Лицо девушки исказилось. Скрипнули зубы, набухли желваки. Конан удивился — что он такого сказал? Отчего она глядит на него с лютой ненавистью? Три монеты — жалованье пешего наемника за целый месяц, для крестьянки из нищей деревни это целое состояние. Хватит на новую хибару и два десятка овец.

— А еще похороним убитых, — хрипло пообещал он. — Кто из вас захочет, может идти с нами в Бусару.

— Правда, Юйсара, — ласково произнес Сонго и дотронулся до ее руки. — Пойдем. Женщинам тут опасно.

— Бандитов тьма тьмущая, — подтвердил Конан.

— Да. — Девушка криво улыбнулась и зло сверкнула глазами. — Кругом одни бандиты.

— Мы свои, — терпеливо повторил Конан. — Мы возьмем еды, но заплатим. По три золотых на каждую.

— Те тоже были свои, — глухо сказала Юйсара, — и тоже обещали по три золотых.

* * *

Шайка ворвалась в деревню на утренней заре. Пятеро всадников с тяжелыми копьями носились по единственной улице, двое пеших спустились с обрывистого берега к мельнице, еще десятка два воинов в доспехах из кожи и бронзы растянулись цепью вдоль околицы и стрелами и угрожающими криками загоняли перепуганных крестьян обратно в лачуги. Но их ждали. Еще вечером мальчишка-подпасок, сводный брат Юйсары, гнал с пастбища овец и заметил на обрыве вооруженных людей, они сидели в кустарнике и поглядывали на деревню. Они тоже видели встревоженного пастушка, но не пытались его остановить. И с полуночи Юйсары и еще десять женщин прятались в глубокой пещере в двух полетах стрелы к востоку от села, а вход в ту пещеру так зарос колючей дикой сливой, что пробраться в нее можно было только ползком, и хоронились там в самых крайних случаях, потому что там водились змеи, их истребляли время от времени, но они снова наползали, а мальчик сказал, что те люди, на обрыве, на апийцев не похожи, вроде свои, может, дезертиры? Ну, а коли не апийцы, то всем прятаться не резон, рассудили старики, а то шарить начнут по кустам и непременно доберутся до схрона. Вот кабы это были апийцы, тогда всем надо прятаться — у шкуродеров пощады не жди. А свои что сделают? Ну, покуражатся, цапнут, что под руку подвернется, да уйдут восвояси. Надо только девок да баб молодых убрать от греха подальше.

Высокий мускулистый атаман разбойников сразу разгадал уловку старейшин. По его приказу их пытали на мельнице, потом на их глазах зарубили большинство жителей деревни и сбросили трупы в реку, а затем еще раз обыскали дома и перебили всех, кто там прятался. Тогда-то и получил маленький подпасок, сводный брат Юйсары, удар копья в бок. Он все видел и обо всем рассказал на другой день, умирая на руках сестры, обагренных бандитской кровью. Шайка все-таки искала женщин за околицей, и один из разбойников наткнулся на подозрительную тропинку на крутом берегу, уводящую в заросли терновника.
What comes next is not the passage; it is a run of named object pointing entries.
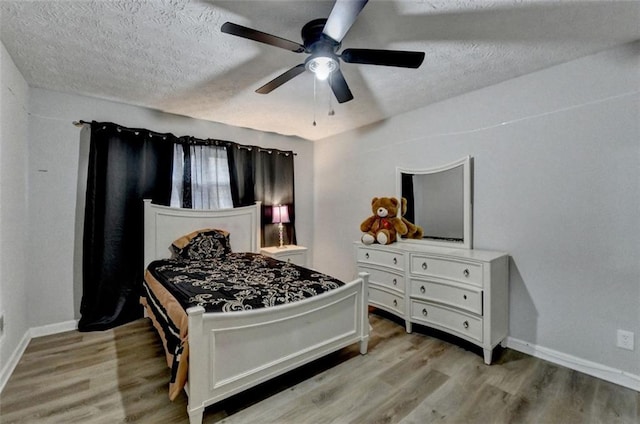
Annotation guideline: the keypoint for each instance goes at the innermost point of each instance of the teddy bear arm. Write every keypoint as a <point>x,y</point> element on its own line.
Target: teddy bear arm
<point>367,224</point>
<point>400,227</point>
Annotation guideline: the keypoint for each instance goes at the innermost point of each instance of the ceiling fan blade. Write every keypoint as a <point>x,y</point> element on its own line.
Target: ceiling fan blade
<point>281,79</point>
<point>403,59</point>
<point>339,86</point>
<point>262,37</point>
<point>342,17</point>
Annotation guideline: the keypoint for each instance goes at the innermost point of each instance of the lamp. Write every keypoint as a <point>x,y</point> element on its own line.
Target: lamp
<point>280,215</point>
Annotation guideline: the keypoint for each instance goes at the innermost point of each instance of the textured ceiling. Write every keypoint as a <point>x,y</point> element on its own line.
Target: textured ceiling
<point>170,55</point>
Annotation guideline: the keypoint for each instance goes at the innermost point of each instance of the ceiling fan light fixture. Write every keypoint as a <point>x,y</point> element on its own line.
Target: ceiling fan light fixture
<point>322,66</point>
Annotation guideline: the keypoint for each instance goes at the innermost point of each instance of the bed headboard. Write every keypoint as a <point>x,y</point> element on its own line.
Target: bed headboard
<point>163,225</point>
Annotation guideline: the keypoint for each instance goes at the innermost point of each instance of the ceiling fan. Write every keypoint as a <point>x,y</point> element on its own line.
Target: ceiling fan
<point>322,39</point>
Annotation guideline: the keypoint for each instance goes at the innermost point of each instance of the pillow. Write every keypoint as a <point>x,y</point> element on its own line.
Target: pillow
<point>202,244</point>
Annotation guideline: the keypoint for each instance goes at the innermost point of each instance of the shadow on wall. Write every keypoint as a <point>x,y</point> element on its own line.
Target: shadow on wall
<point>83,163</point>
<point>523,314</point>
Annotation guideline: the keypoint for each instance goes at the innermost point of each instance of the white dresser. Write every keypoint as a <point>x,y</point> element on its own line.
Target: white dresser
<point>464,292</point>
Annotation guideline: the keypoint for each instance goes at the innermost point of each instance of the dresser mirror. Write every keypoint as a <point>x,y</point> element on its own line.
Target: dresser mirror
<point>440,201</point>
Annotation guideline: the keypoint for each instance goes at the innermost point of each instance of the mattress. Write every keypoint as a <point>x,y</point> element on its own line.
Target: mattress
<point>236,282</point>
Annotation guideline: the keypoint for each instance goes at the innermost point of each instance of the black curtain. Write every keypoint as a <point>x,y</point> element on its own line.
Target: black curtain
<point>264,175</point>
<point>125,166</point>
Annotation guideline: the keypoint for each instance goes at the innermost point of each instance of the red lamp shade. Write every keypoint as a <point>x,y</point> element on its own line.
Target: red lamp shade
<point>279,214</point>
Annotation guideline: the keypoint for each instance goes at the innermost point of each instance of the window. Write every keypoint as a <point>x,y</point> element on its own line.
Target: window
<point>206,183</point>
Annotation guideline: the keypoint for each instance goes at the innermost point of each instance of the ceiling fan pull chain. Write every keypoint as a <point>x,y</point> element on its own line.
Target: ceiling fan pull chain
<point>331,111</point>
<point>314,102</point>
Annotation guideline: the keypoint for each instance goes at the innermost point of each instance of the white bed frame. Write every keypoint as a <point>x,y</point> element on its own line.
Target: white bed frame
<point>231,352</point>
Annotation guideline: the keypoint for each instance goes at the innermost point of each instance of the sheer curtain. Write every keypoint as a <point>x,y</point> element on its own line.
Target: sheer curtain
<point>128,165</point>
<point>201,177</point>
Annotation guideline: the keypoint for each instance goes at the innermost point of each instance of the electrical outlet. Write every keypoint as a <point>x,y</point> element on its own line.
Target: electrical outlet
<point>625,340</point>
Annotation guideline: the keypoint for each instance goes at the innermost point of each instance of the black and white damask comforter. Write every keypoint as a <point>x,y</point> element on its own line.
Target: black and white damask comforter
<point>238,282</point>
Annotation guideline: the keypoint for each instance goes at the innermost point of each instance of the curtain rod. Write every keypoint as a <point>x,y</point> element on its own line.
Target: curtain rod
<point>80,123</point>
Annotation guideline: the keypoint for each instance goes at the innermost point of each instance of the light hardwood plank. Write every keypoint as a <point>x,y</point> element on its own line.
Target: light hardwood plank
<point>120,375</point>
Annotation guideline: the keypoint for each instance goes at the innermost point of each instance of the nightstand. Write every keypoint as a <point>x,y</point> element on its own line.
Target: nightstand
<point>288,253</point>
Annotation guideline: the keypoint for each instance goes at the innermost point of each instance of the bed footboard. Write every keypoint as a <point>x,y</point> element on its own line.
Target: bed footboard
<point>229,353</point>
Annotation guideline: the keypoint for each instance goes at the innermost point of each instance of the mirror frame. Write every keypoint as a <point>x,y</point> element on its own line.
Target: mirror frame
<point>465,162</point>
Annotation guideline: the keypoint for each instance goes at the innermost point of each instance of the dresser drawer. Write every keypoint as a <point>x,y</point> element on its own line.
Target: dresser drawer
<point>467,298</point>
<point>449,320</point>
<point>467,272</point>
<point>385,278</point>
<point>386,300</point>
<point>382,258</point>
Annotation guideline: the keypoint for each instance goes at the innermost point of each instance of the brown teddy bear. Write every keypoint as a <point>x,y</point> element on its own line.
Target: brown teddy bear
<point>384,224</point>
<point>413,231</point>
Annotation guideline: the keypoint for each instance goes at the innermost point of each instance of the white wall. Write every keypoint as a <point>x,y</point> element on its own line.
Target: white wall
<point>13,207</point>
<point>54,145</point>
<point>557,185</point>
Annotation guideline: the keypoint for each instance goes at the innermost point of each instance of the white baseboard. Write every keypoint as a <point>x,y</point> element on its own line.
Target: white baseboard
<point>593,369</point>
<point>11,364</point>
<point>47,330</point>
<point>31,333</point>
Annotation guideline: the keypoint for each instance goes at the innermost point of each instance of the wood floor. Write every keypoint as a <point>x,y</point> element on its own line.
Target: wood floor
<point>121,376</point>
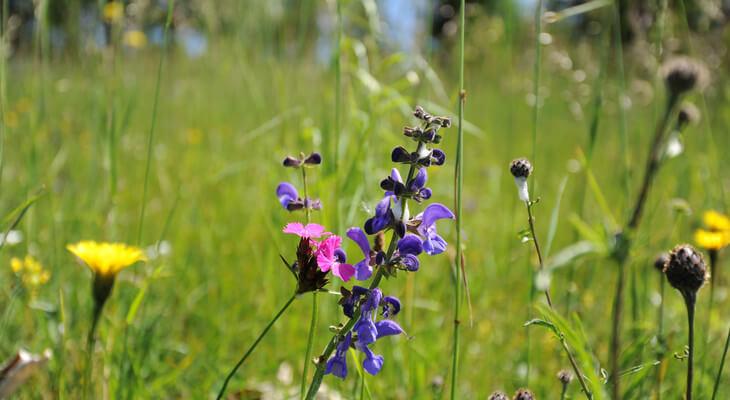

Он не стал звать товарищей, ужом пролез под кустами в пещеру, и там привыкшие к темноте женщины оглушили его камнями, а затем Юйсары ловко перерезала ему горло — дочери скотовода не раз доводилось забивать баранов.

Дело шло к вечеру, и никто не решился искать запропастившегося мародера. Шайка переночевала в селе, наслаждаясь криками старейшин, которые умирали на смазанных курдючным салом кольях, а утром отправилась на юг, к Бусаре. Женщины слышали, как они уезжают — лошади протопали невдалеке от пещеры, по другому берегу реки.

Юйсары вернулась в село и нашла истекающего кровью сводного брата, мальчик почти сутки пролежал в курятнике, притворяясь мертвым, и он плакал в ее объятьях, понимая, что скоро умрет. А когда она спросила, знает ли он имя разбойничьего предводителя, пастушок кивнул и скорчился от боли. Да, он помнит, как обращались к атаману его подручные, помнит, как сам темноволосый синеглазый силач взывал к небу, прежде чем обрушить топор на голову беззащитного крестьянина: «Кром! Ты слышишь меня, владыка могильных курганов? Это я, твой верный раб, Конан из Киммерии! Прими от меня новую жертву!» И еще мальчик сказал, что перед казнью старейшин Конан достал тугой кошелек и предложил по три золотых за каждую молодую женщину.